Being in a class on the ethics of globalization this semester has highlighted an important question for me: In the U.S. context, what does Church have to do with Empire? What are the consequences of failing to ask this question? Provided Christ is described as the head of the Church in Ephesians, that could be a helpful starting point.
So related to this, I’ve been reading Joerg Rieger’s book Christ and Empire, and in the preface he makes an interesting differentiation between what he, Rieger, is concerned about, and what Richard Niebuhr was discussing in his classic work, Christ and Culture, which was published about 60 years ago. According to Rieger, Niebuhr assumes that culture is the overarching term that incorporates other specific developments in the world. In other words, Niebuhr doesn’t address the central role of power.

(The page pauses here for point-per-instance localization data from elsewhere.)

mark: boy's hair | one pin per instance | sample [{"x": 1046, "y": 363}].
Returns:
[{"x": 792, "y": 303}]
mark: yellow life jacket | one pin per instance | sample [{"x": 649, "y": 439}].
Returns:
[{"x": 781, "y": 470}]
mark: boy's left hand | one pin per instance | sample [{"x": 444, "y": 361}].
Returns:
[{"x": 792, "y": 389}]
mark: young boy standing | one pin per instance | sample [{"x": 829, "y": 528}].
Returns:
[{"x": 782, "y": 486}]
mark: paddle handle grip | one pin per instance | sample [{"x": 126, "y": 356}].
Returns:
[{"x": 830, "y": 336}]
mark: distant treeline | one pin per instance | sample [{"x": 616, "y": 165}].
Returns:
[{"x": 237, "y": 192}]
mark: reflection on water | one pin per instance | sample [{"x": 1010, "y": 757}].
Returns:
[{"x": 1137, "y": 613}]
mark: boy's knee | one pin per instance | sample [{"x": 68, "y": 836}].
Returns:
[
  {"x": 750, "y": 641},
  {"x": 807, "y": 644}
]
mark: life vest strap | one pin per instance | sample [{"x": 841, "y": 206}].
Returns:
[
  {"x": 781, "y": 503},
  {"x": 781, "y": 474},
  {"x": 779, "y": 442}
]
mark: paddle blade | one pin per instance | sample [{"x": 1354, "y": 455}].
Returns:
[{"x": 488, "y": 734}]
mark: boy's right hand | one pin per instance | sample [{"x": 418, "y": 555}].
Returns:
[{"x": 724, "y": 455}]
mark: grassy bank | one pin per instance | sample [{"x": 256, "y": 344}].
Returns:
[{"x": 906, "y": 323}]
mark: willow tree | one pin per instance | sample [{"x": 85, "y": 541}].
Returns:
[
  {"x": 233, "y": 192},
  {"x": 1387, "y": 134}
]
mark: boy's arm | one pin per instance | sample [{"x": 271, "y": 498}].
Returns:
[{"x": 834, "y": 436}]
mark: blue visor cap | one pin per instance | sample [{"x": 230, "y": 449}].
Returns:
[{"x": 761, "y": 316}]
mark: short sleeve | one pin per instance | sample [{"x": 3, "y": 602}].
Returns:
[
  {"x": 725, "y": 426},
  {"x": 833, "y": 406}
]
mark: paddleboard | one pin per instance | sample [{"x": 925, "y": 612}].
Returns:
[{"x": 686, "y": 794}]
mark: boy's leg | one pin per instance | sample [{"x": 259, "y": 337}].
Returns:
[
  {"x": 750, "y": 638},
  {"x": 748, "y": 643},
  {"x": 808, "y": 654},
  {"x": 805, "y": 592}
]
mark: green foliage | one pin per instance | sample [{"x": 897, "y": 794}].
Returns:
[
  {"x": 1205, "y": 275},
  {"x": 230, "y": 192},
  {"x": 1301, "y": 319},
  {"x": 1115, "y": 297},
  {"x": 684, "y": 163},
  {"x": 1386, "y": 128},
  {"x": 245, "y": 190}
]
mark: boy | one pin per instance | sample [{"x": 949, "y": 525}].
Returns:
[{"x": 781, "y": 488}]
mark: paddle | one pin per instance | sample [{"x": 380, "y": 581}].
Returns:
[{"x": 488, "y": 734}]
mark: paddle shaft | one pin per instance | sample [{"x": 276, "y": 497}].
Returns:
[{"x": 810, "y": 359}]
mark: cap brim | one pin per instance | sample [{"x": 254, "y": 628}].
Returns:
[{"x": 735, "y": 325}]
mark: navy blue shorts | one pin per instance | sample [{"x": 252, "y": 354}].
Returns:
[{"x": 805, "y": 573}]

Now to be fair, Rieger is obviously not the first person to bring up the topic of empire. Great contemporary thinkers interviewed right here on Homebrewed like John Dominic Crossan and Walter Brueggemann, or the Jewish liberation theologian Marc Ellis, are good examples of many others who write about it.
And of course Niebuhr was writing with a different aim, so Rieger’s point is not to discredit Niebuhr, but rather to stress that the full impact of Jesus’ ministry surely cannot be grasped without paying serious attention to the Roman context and Jesus’ politically subversive actions therein – actions that were not merely incidental for achieving the greater purpose of his crucifixion, as might often be assumed, but actions that some have argued are the greater purpose for which the crucifixion itself was merely incidental![i]
But one doesn’t have to live in the wake of postcolonial theory and feminist theologies to grasp the importance of politics for faith and discipleship. Perhaps no one in recent history demonstrated this better than Dietrich Bonhoeffer, who willingly assumed leadership of an underground seminary and a politically resistant Christian community in hostile Nazi Germany – instead of remaining in the safety of the U.S. where he was offered the chance to use his gifts as a scholar and teacher.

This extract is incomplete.